Understanding a plant genome in all it’s totality, the composition, structure and evolution is fundamental to the development of any crop. We dive into the complex genetic structure of both medicinal cannabis and industrial hemp, whilst understanding the evolutionary and domestication history of Cannabis as this remains poorly understood.
Simply put, Genomics is the study of an organism’s entire genome. In recent years, a genome has taken on a more complicated definition but most can agree that there are two major components. The first is the complete set of genes that guide an organism through its life and the second is the associated mechanisms to help regulate the genes (S.R.Zwenger 2014).
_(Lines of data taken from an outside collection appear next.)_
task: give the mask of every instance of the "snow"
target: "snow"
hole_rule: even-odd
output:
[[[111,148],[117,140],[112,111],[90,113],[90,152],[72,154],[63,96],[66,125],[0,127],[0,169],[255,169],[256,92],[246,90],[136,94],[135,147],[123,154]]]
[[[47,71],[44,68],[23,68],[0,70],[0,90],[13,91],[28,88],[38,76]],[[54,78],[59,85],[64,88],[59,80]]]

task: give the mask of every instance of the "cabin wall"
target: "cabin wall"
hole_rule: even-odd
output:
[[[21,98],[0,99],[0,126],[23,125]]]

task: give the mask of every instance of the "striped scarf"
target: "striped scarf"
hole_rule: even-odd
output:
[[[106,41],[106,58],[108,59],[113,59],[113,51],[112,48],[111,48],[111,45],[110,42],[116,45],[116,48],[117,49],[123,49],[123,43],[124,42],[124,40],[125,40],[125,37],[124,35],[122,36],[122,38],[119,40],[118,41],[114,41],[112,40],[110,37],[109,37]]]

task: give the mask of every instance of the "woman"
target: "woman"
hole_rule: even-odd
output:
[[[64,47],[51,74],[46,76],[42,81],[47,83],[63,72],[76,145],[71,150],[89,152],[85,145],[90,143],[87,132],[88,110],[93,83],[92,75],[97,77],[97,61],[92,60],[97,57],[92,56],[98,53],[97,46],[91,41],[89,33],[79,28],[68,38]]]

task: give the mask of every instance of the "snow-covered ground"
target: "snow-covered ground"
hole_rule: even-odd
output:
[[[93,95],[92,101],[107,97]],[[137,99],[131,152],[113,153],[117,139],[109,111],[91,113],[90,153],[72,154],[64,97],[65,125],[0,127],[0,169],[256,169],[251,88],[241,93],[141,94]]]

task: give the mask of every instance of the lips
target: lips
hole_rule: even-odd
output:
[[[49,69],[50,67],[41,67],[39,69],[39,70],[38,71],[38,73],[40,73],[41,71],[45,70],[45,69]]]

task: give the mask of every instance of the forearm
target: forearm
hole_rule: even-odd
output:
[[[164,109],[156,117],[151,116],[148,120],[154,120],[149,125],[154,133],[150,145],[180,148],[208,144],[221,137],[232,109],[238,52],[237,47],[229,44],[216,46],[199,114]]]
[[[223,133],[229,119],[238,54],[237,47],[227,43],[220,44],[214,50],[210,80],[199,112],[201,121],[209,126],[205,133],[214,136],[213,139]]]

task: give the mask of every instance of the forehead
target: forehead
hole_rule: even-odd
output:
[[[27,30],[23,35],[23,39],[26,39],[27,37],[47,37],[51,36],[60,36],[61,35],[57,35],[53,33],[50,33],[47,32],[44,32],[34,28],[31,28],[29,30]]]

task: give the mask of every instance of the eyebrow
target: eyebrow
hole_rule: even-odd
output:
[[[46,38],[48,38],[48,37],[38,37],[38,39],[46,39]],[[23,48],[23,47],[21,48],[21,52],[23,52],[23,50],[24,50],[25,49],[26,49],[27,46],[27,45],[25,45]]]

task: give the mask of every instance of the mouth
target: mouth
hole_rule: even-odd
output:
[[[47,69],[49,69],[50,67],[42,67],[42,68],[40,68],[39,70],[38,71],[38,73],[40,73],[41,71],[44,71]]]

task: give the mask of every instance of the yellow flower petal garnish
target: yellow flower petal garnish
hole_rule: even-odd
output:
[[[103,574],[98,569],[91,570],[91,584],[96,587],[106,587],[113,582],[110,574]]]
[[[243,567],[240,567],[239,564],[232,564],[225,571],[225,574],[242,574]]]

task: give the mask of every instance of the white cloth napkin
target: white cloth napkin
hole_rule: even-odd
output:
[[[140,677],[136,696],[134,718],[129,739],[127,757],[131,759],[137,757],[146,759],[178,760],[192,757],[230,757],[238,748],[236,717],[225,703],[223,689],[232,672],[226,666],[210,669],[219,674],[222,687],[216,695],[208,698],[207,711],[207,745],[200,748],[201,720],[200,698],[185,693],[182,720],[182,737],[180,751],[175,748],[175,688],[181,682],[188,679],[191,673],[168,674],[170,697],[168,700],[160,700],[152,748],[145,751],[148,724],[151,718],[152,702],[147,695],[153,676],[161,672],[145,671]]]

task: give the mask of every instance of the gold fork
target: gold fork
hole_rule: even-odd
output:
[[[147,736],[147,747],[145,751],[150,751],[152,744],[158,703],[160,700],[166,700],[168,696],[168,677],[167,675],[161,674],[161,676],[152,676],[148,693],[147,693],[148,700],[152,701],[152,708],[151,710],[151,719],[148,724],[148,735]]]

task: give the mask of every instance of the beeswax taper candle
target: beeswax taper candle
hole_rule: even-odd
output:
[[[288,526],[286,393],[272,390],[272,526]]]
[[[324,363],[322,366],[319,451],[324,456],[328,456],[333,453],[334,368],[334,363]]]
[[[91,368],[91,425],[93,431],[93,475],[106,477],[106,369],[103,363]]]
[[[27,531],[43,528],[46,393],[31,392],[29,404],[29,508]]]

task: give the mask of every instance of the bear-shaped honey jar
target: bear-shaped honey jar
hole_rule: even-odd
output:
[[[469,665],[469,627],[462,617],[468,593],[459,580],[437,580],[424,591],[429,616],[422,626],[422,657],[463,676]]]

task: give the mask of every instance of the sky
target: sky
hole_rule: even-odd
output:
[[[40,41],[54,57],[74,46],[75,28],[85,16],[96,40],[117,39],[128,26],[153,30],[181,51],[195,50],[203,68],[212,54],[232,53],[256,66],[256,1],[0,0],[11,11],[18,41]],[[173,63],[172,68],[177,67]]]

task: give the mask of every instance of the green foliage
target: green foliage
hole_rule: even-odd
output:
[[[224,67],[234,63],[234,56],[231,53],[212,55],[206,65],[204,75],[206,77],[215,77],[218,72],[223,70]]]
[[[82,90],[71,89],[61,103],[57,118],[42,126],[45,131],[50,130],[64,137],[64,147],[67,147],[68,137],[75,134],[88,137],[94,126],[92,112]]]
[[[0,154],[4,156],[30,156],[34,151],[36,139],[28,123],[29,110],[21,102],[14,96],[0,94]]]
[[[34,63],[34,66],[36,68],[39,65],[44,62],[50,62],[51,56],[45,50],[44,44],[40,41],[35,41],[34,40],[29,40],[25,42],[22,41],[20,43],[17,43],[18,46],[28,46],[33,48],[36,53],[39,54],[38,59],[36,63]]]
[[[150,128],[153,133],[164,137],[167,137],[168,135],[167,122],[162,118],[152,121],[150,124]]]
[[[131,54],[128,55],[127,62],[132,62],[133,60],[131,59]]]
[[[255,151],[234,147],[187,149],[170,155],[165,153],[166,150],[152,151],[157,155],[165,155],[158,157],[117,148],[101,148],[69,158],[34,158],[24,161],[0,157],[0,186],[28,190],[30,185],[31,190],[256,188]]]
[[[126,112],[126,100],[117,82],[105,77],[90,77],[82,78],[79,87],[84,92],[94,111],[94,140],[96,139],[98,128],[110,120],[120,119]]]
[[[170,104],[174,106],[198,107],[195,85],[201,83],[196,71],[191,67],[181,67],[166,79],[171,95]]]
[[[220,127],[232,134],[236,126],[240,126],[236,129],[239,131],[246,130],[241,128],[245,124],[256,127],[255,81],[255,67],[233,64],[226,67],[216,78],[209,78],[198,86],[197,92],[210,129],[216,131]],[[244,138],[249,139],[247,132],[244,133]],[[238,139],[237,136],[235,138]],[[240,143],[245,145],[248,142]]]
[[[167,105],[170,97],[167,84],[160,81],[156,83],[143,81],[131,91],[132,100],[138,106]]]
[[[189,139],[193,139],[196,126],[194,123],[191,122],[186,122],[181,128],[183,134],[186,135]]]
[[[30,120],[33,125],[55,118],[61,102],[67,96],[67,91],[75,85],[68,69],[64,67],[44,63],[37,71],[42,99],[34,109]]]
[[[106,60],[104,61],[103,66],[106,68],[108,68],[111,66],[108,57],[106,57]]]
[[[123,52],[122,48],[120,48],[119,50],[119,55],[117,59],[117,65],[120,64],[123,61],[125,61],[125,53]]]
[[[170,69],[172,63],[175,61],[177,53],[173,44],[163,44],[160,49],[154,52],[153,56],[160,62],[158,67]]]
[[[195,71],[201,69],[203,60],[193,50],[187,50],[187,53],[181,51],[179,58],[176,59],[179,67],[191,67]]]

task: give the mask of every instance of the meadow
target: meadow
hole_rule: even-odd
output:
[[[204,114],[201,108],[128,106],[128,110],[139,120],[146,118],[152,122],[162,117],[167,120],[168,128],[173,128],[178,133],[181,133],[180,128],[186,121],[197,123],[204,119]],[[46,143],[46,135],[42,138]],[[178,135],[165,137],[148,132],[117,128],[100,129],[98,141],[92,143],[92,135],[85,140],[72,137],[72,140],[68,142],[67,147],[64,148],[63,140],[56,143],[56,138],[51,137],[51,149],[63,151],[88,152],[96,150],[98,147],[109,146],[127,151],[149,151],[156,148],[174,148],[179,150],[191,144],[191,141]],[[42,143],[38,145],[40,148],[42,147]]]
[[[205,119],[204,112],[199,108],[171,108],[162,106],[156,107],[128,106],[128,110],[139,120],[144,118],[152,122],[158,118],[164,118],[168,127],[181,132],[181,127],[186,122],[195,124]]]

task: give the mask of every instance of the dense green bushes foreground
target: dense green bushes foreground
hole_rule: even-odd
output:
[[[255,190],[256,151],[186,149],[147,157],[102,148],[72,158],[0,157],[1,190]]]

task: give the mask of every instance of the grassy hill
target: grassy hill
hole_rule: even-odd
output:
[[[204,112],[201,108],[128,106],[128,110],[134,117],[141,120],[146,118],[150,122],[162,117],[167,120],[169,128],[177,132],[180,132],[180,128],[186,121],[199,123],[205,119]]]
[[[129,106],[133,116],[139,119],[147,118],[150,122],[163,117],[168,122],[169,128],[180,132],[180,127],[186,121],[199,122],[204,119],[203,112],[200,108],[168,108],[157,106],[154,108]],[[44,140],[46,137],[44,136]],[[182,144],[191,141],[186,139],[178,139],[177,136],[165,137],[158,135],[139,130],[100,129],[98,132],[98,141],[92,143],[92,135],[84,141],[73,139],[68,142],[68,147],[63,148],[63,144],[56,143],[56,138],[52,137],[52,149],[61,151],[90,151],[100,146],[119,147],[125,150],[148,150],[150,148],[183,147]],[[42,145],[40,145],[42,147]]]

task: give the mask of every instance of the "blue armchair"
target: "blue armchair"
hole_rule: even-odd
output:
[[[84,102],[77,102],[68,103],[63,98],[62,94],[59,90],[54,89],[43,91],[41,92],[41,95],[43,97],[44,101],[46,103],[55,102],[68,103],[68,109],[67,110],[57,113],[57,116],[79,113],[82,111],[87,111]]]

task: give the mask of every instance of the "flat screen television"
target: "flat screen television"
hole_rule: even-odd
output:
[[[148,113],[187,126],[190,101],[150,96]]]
We recognise that Cannabis can be recognised in two sub-categories which are widely used to acknowledge it’s inherit abilities/uses. Drug types of Cannabis (medicinal cannabis), which contain medium to high levels of Δ9-tetrahydrocannabinol (THC) are used for medical, therapeutic and recreational uses whereas Hemp types are grown for the production of seed and fibre containing low amounts of THC. Two species or gene pools (Cannabis sativa and Cannabis Indica) are used to describe the pedigree or appearance of cultivated cannabis plants, it is important to take into consideration that medicinal cannabis and hemp are significantly differentiated at a genome level and this distinction between the two is not limited to genes underlying THC production (Jonathon E. Page 2015).
Image: Hemp phenotypes & chemotype research (MáGenetik – 2020)
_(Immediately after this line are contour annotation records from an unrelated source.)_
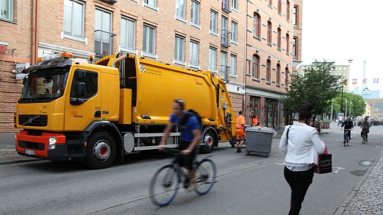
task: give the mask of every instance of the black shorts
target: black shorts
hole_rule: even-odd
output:
[[[190,142],[180,141],[178,149],[181,151],[185,150],[187,148],[190,143],[191,142]],[[178,163],[178,165],[181,167],[184,167],[188,170],[193,170],[194,169],[193,166],[193,162],[196,159],[196,149],[195,148],[192,152],[187,155],[179,154],[176,158],[176,160],[175,161],[176,162],[176,163]]]

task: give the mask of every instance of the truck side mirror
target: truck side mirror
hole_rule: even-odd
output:
[[[85,75],[86,75],[86,72],[85,70],[76,69],[74,72],[74,77],[79,81],[83,80],[85,79]]]
[[[74,94],[79,100],[79,97],[85,94],[85,83],[84,82],[76,82],[74,87]]]

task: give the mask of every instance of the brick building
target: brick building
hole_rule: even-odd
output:
[[[94,55],[96,59],[122,51],[209,70],[227,81],[235,112],[244,109],[247,114],[256,99],[256,112],[263,111],[265,116],[260,117],[267,119],[264,125],[283,123],[274,116],[277,112],[282,115],[277,110],[281,110],[286,72],[293,69],[293,0],[3,2],[0,9],[8,15],[0,15],[0,26],[5,30],[0,34],[0,47],[6,46],[4,57],[0,48],[4,61],[0,142],[13,139],[16,131],[13,113],[22,81],[13,72],[15,63],[33,64],[37,57],[63,51],[86,58]],[[255,14],[260,16],[258,37],[253,32]],[[254,55],[259,57],[256,76],[252,73]],[[272,118],[265,116],[270,114]]]

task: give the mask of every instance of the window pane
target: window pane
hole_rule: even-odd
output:
[[[72,3],[69,0],[64,1],[64,32],[72,33]]]

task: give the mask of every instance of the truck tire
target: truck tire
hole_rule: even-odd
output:
[[[216,141],[217,138],[214,132],[211,129],[206,130],[202,136],[202,143],[204,144],[201,147],[200,152],[203,154],[211,152]]]
[[[85,163],[92,169],[107,168],[114,160],[116,152],[116,143],[109,133],[96,133],[88,142]]]

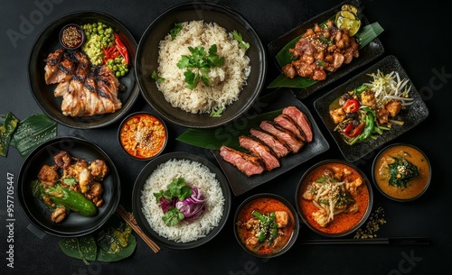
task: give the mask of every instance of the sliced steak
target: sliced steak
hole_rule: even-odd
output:
[[[259,157],[224,145],[220,148],[220,156],[248,177],[261,174],[265,170],[265,164]]]
[[[292,133],[275,123],[264,120],[260,123],[259,127],[284,142],[292,152],[297,152],[305,144],[303,141],[298,140]]]
[[[266,132],[251,128],[250,129],[250,133],[252,136],[256,137],[267,146],[271,148],[278,158],[285,157],[290,152],[290,150],[287,148],[286,143]]]
[[[313,133],[311,123],[309,122],[307,116],[298,110],[296,106],[288,106],[283,109],[283,114],[290,116],[292,120],[298,125],[298,127],[305,133],[307,142],[311,142],[313,139]]]
[[[293,134],[295,134],[298,139],[306,142],[306,139],[305,137],[305,133],[301,131],[300,128],[297,125],[297,123],[294,122],[287,115],[281,114],[275,117],[275,122],[284,129],[290,131]]]
[[[250,151],[253,155],[262,159],[267,170],[269,171],[280,166],[278,158],[271,152],[270,148],[264,143],[246,135],[240,135],[239,142],[241,148]]]

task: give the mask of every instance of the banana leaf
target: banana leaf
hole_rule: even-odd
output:
[[[272,112],[242,117],[225,126],[209,129],[187,129],[176,140],[193,146],[220,150],[221,145],[227,145],[239,151],[243,151],[239,144],[239,136],[250,133],[250,129],[258,127],[263,120],[273,120],[282,113],[282,109]]]
[[[9,144],[19,120],[11,113],[0,115],[0,156],[8,154]]]
[[[372,40],[374,40],[378,35],[380,35],[383,32],[383,28],[376,23],[372,23],[371,24],[363,26],[358,33],[356,33],[356,39],[359,41],[360,49],[363,49],[366,45],[368,45]],[[284,65],[290,63],[296,59],[294,56],[288,51],[289,49],[295,47],[295,44],[301,38],[300,36],[296,37],[290,42],[288,42],[279,52],[276,55],[276,60],[279,67],[283,67]],[[329,74],[329,73],[328,73]],[[270,84],[268,84],[268,88],[278,87],[296,87],[296,88],[305,88],[315,83],[316,80],[312,80],[306,78],[289,78],[285,75],[280,74]]]
[[[18,124],[11,146],[26,158],[37,146],[56,136],[57,125],[43,114],[32,115]]]

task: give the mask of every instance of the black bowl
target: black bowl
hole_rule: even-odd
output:
[[[416,152],[412,152],[412,153],[407,153],[407,155],[406,155],[407,160],[409,160],[410,162],[413,163],[416,166],[419,166],[421,164],[420,162],[425,161],[425,164],[427,164],[427,167],[428,167],[427,170],[425,170],[425,169],[419,170],[419,175],[416,178],[419,178],[419,179],[423,179],[424,181],[423,182],[418,181],[416,183],[416,185],[419,185],[419,187],[420,187],[421,189],[418,189],[417,192],[415,192],[415,193],[411,193],[412,187],[414,185],[412,185],[412,186],[408,185],[407,188],[401,188],[401,189],[399,189],[396,187],[390,187],[390,186],[383,188],[383,187],[380,186],[380,184],[378,183],[378,180],[376,179],[377,178],[376,166],[378,165],[379,160],[389,150],[396,149],[397,147],[400,147],[400,146],[410,147],[414,151],[416,151]],[[401,151],[401,149],[400,151]],[[395,157],[396,155],[391,155],[391,156]],[[416,160],[417,157],[419,157],[419,159]],[[418,162],[418,161],[420,161],[420,162]],[[425,154],[425,152],[423,151],[421,151],[419,148],[418,148],[414,145],[411,145],[409,143],[403,143],[403,142],[392,143],[392,144],[390,144],[390,145],[384,147],[383,149],[381,149],[381,151],[380,151],[380,152],[373,159],[373,162],[372,162],[372,178],[373,179],[373,184],[375,185],[375,188],[384,197],[386,197],[391,200],[398,201],[398,202],[409,202],[409,201],[416,200],[416,199],[419,198],[422,195],[424,195],[424,193],[428,188],[428,186],[430,185],[430,181],[431,181],[430,160],[428,160],[428,158],[427,157],[427,155]],[[410,184],[410,182],[409,182],[409,184]],[[388,183],[388,185],[389,185],[389,183]]]
[[[239,233],[237,232],[237,222],[238,222],[238,218],[239,218],[239,215],[240,214],[240,211],[243,209],[243,207],[247,206],[250,203],[255,201],[256,199],[259,199],[259,198],[273,198],[273,199],[276,199],[276,200],[281,202],[283,205],[285,205],[290,210],[290,212],[292,213],[292,215],[294,217],[293,222],[295,225],[295,228],[294,228],[294,232],[292,234],[292,236],[290,237],[290,240],[288,240],[287,243],[286,243],[286,245],[281,250],[278,251],[275,253],[271,253],[271,254],[259,254],[259,253],[256,253],[256,252],[250,251],[243,243],[243,240],[240,239]],[[295,244],[297,238],[298,236],[298,231],[299,231],[299,227],[300,227],[298,215],[297,215],[297,211],[295,210],[294,206],[286,198],[284,198],[278,195],[270,194],[270,193],[256,194],[256,195],[253,195],[253,196],[248,197],[247,199],[245,199],[239,206],[239,207],[237,207],[237,210],[236,210],[235,215],[234,215],[234,225],[234,225],[235,238],[236,238],[237,242],[239,243],[239,244],[241,246],[241,248],[243,248],[243,250],[245,250],[250,254],[251,254],[255,257],[259,257],[259,258],[274,258],[274,257],[280,256],[280,255],[286,253]]]
[[[328,164],[328,163],[344,164],[344,165],[348,166],[350,168],[350,170],[353,170],[356,172],[358,172],[363,179],[363,185],[365,185],[365,187],[367,188],[367,190],[369,192],[369,202],[367,205],[367,208],[366,208],[364,214],[363,215],[363,216],[360,218],[360,220],[351,228],[349,228],[345,231],[340,232],[340,233],[335,233],[335,234],[321,231],[321,230],[315,228],[313,225],[311,225],[311,223],[309,222],[309,219],[306,216],[305,216],[305,215],[303,214],[303,209],[302,209],[300,203],[299,203],[300,200],[303,199],[302,198],[302,195],[303,195],[302,191],[303,191],[303,188],[305,186],[305,184],[304,184],[305,179],[307,177],[309,177],[311,175],[311,173],[315,169],[317,169],[323,165]],[[343,160],[322,160],[322,161],[313,165],[311,168],[309,168],[303,174],[300,181],[298,182],[298,186],[297,187],[295,201],[296,201],[297,212],[300,215],[303,223],[306,224],[307,225],[307,227],[309,227],[312,231],[314,231],[315,233],[316,233],[319,235],[325,236],[325,237],[343,237],[343,236],[351,234],[352,233],[355,232],[356,230],[358,230],[358,228],[360,228],[365,223],[365,221],[367,220],[367,218],[369,217],[369,215],[371,215],[371,212],[372,212],[372,204],[373,204],[373,192],[372,192],[372,188],[371,186],[371,182],[367,179],[366,175],[358,167],[356,167],[353,163],[350,163],[350,162]]]
[[[230,105],[221,117],[211,117],[209,114],[191,114],[173,107],[152,78],[152,73],[158,68],[159,41],[174,28],[175,23],[193,20],[216,23],[228,32],[237,30],[242,34],[243,41],[250,44],[247,55],[250,60],[251,72],[247,84],[239,99]],[[267,57],[258,34],[237,12],[212,3],[188,3],[167,10],[147,27],[138,43],[135,69],[141,94],[162,117],[182,126],[211,128],[231,122],[251,106],[265,84]]]
[[[217,179],[220,182],[223,193],[224,208],[223,208],[223,215],[221,216],[219,225],[216,227],[212,228],[209,232],[209,234],[207,234],[206,236],[202,237],[195,241],[180,243],[168,240],[159,235],[158,233],[153,230],[152,227],[149,225],[149,223],[147,222],[142,211],[143,204],[141,202],[141,192],[143,190],[143,187],[146,184],[146,179],[160,164],[165,163],[170,160],[188,160],[202,163],[202,165],[206,166],[212,172],[216,174]],[[228,220],[228,216],[231,211],[231,191],[229,189],[229,184],[226,178],[221,173],[221,171],[208,160],[198,155],[183,151],[174,151],[163,154],[152,160],[149,163],[147,163],[147,165],[145,166],[145,168],[143,168],[140,174],[137,178],[137,180],[134,185],[134,189],[132,192],[132,209],[138,226],[149,238],[155,241],[155,243],[171,249],[181,249],[181,250],[191,249],[202,245],[207,242],[211,241],[212,239],[213,239],[223,228],[224,225]]]
[[[108,167],[109,172],[102,181],[104,204],[98,207],[96,215],[83,216],[72,212],[62,222],[55,224],[51,220],[49,208],[33,197],[32,180],[37,179],[42,165],[53,163],[53,156],[61,151],[87,161],[103,160]],[[73,137],[54,138],[38,146],[21,168],[17,191],[19,202],[28,220],[43,232],[61,237],[80,236],[100,228],[115,213],[120,192],[119,175],[111,159],[93,142]]]
[[[138,84],[136,81],[134,67],[130,66],[128,73],[119,78],[119,82],[126,87],[124,92],[118,93],[122,107],[115,113],[100,114],[92,116],[71,117],[62,115],[61,97],[55,97],[53,90],[56,84],[46,85],[44,81],[45,59],[49,53],[62,48],[60,43],[60,31],[70,23],[83,25],[103,22],[118,32],[126,45],[128,54],[133,60],[137,52],[137,41],[128,30],[112,16],[94,11],[76,12],[61,16],[52,22],[38,36],[32,50],[28,63],[28,80],[34,100],[41,109],[52,120],[63,125],[79,129],[99,128],[119,120],[132,107],[139,95]]]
A study conducted in 2014 by Oxford University using genotyping-by-sequencing set out to evaluate the genetic structure of commonly cultivated Cannabis, 81 medicinal/recreational and 43 hemp samples were tested. The medicinal/recreational samples represent a broad cross section of modern commercial strains and landraces, whilst the hemp samples included diverse European and Asian ancestral lineages within modern varieties.
Th results indicate that the genetic differences between the two are distributed across the genome and are not restricted to loci involved in overall cannabinoid production. In addition, we find that levels of heterozygosity (inherited different forms of a particular gene from each parent) are higher in hemp than in medicinal/recreational cannabis (Mann-Whitney 10-14, 2012), which suggests that hemp cultivars are derived from a broader genetic base than that of medicinal strains or that breeding among close relatives is more common in medicinal cannabis than in hemp.
Image: A close relative to Cannabis indica lineage, hemp varietal Ruby (Hemp Farms Australia – 2018)
We see and experience this throughout every hemp crop cycle, open pollinated dioecious hemp plants are more likely to cross-breed due to wind and surrounding crops of different strain backgrounds. This has attributed to the high levels of heterozygosity, whilst medicinal or recreational strains have been clonally propagated in order to retain their premium genetic identity with no risk of outside cross-contamination. The evolution of cannabis is still being mapped, with roughly 30% of the complete cannabis structure unknown and the evolutionary origins of cannabinoids somewhat a mystery.